Motion made, and Question, "That leave be given to bring in a Bill to facilitate the provision of Allotments for the Labouring Classes,"—( Mr. Ritchie,)—put, and agreed to.
Bill ordered to be brought in by Mr. RITCHIE, Mr. Secretary STANHOPE, and Mr. W. H. LONG.
Bill presented, and read the first time. [Bill 329.]
Poor Law Settlement And Removal Bill
On Motion of Mr. Norton, Bill to amend the Law relating to the Settlement and Removal of the Poor in England, ordered to be brought in by Mr. Norton, Sir Edward Birkbeck, and Mr. Pickersgill.
Bill presented, and read the first time. [Bill 330.]

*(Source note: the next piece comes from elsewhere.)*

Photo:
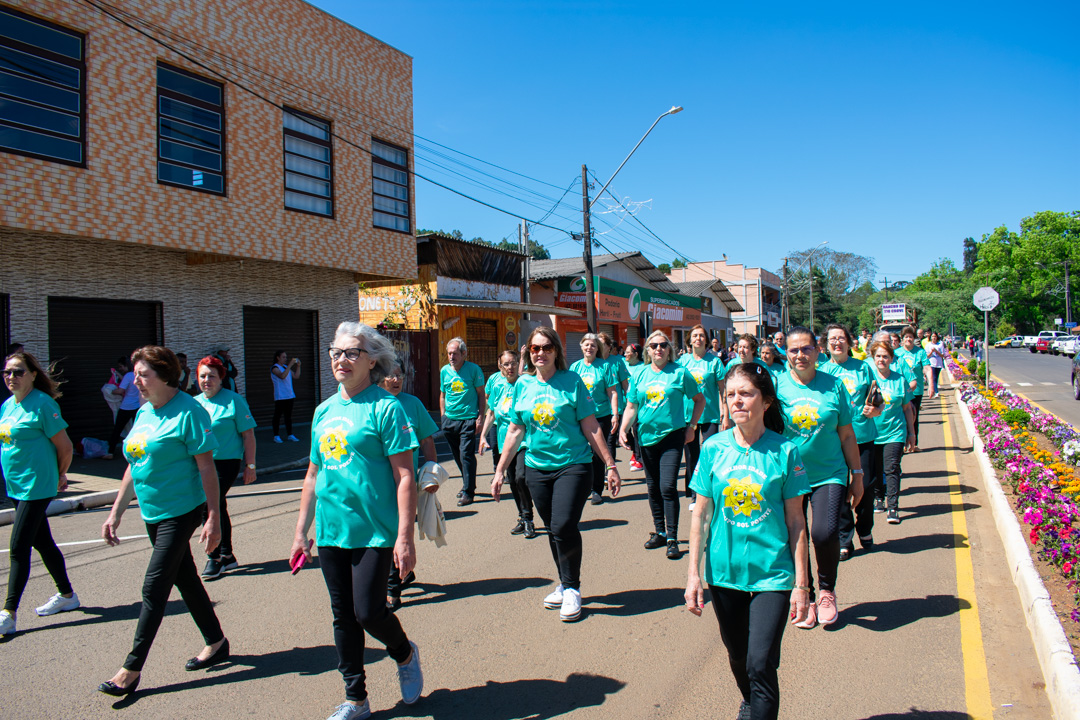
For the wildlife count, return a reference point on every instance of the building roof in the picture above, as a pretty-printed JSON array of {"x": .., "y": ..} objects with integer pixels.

Technical Instruction Bill
Motion made, and Question proposed,
"That leave be given to bring in a Bill to facilitate the provision of Technical Instruction."—(Sir William Hart Dyke.)
Debate arising;
Debate adjourned till To-morrow.
Public Parks And Works (Metropolis) Pensions
Considered in Committee.
(In the Committee.)
Resolved, That it is expedient to authorise the payment, out of moneys to be provided by Parliament, of a portion of any pension that may be awarded to any officer transferred from the services of the Commissioners of Works to that of the Metropolitan Board of Works under any Act of the present Session for the transfer to the Metropolitan Board of Works, and the maintenance of certain Public Parks and Works in the Metropolis.
Resolution to be reported To-morrow.
Adjournment
Motion made, and Question proposed, "That this House do now adjourn."— ( Mr. Jackson.)
I wish to state, for the information of the House, that I have received a telegram from my hon. Friend the Member for Mid Cork (Dr. Tanner), who is now in Cork. The telegram says—
"Statement made on Friday night episode grossly inaccurate. Will meet the accusation on Thursday next."
Question put, and agreed to.
House adjourned at five minutes after Two o'clock.